Switching broadband suppliers looks set to get easier for UK net users.
Ofcom said it had complaints from a "significant minority"
Regulator Ofcom has drawn up new rules to address complaints from the "significant minority" who struggle to move to a new high-speed service.
It said the rules would streamline procedures and would replace the voluntary code that broadband firms have abided by before now.
Ofcom said it was getting "increasing" complaints about the difficulties of shifting from one net firm to another.
Broadband has proved hugely popular in the UK and now more than 75% of all net connections in British homes are through fast net links.
Many net users have been prompted to try to pay less for their high-speed link by switching as new firms enter the broadband market. Cost comparison website USwitch estimates that up to 234,000 people move broadband supplier every month.
Ofcom said 83% of those who had moved supplier had little trouble, but it still saw complaints from many who had encountered problems.
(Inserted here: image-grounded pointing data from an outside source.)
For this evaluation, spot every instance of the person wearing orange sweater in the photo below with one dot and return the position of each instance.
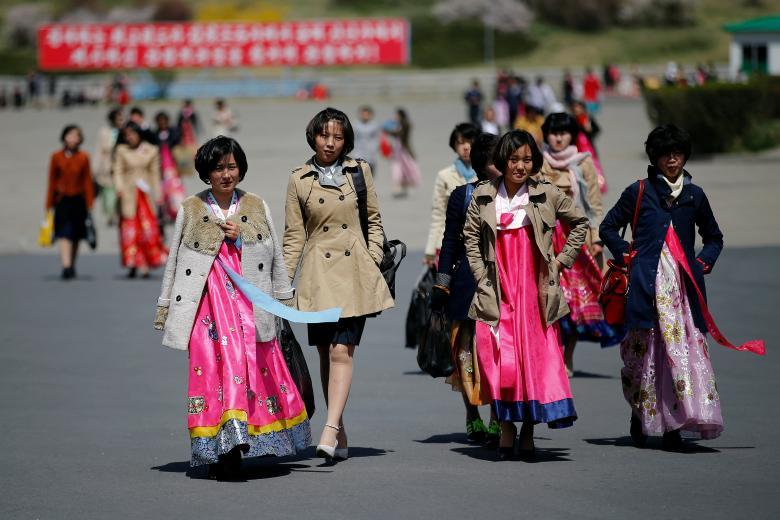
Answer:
(70, 194)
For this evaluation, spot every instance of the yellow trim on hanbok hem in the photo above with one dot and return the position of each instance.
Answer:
(240, 415)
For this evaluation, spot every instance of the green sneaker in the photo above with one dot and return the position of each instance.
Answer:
(475, 430)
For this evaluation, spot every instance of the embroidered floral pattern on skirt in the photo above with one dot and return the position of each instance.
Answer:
(667, 375)
(240, 390)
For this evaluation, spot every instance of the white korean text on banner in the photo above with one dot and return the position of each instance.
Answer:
(381, 41)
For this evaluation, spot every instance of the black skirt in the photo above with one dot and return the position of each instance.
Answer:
(70, 215)
(346, 331)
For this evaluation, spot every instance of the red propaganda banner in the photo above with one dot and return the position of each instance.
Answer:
(380, 41)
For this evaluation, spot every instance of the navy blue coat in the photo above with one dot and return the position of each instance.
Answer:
(454, 270)
(691, 210)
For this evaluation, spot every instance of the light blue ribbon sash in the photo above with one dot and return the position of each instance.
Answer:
(268, 304)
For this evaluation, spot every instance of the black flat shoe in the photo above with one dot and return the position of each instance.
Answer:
(639, 438)
(672, 441)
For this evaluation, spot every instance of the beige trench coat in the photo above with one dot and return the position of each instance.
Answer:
(546, 204)
(131, 166)
(322, 233)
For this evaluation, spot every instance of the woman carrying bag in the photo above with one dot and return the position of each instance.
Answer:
(336, 265)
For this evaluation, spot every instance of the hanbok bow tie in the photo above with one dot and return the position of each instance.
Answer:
(506, 219)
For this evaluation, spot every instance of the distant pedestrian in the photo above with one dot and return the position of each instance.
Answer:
(240, 395)
(454, 291)
(326, 244)
(473, 98)
(136, 172)
(667, 374)
(367, 134)
(108, 137)
(518, 300)
(591, 91)
(456, 174)
(70, 194)
(574, 173)
(224, 121)
(404, 169)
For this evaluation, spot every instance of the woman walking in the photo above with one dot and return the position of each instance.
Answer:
(108, 136)
(240, 397)
(336, 260)
(404, 169)
(137, 180)
(667, 376)
(454, 291)
(574, 173)
(70, 194)
(456, 174)
(509, 246)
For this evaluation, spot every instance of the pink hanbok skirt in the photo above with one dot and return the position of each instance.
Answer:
(520, 360)
(240, 392)
(667, 376)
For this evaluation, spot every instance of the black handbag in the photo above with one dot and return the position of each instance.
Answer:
(296, 363)
(91, 234)
(434, 356)
(419, 307)
(394, 251)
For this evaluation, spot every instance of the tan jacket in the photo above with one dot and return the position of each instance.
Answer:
(195, 244)
(446, 181)
(562, 180)
(546, 204)
(322, 233)
(131, 166)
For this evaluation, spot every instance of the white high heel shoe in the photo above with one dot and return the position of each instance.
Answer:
(325, 451)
Many of the problems revolve around the Migration Authorisation Codes (Mac) issued to those who want to switch.
Ofcom said it was getting "increasing" complaints from consumers who are unable to get a Mac from the supplier they wish to leave.
As a result Ofcom is making the issuing of a Mac part of the regulations governing net service firms. From 14 February 2007 broadband firms will be obliged to issue a Mac on request and will not be allowed to charge for it.
The regulator said it was also working with broadband firms to investigate the circumstances under which firms refuse to issue a Mac and look for ways around these bottlenecks.
Another big bottleneck, and which gave rise to more than 50% of the complaints made about switching broadband, was the existence of a "tag" or "marker" on the telephone line to be used for broadband.
This stops a telephone line being used for a new broadband service because the tag suggests it is already being used for a high-speed net link.
Ofcom said improving the process of issuing a Mac would stop some of the instances where a tag or marker stalled a move from one broadband supplier to another.
It added that the new rules governing switching made might mean other reasons for a tag being put on a line might disappear as they try to ensure "technical or operational problems" do not stop consumers moving supplier.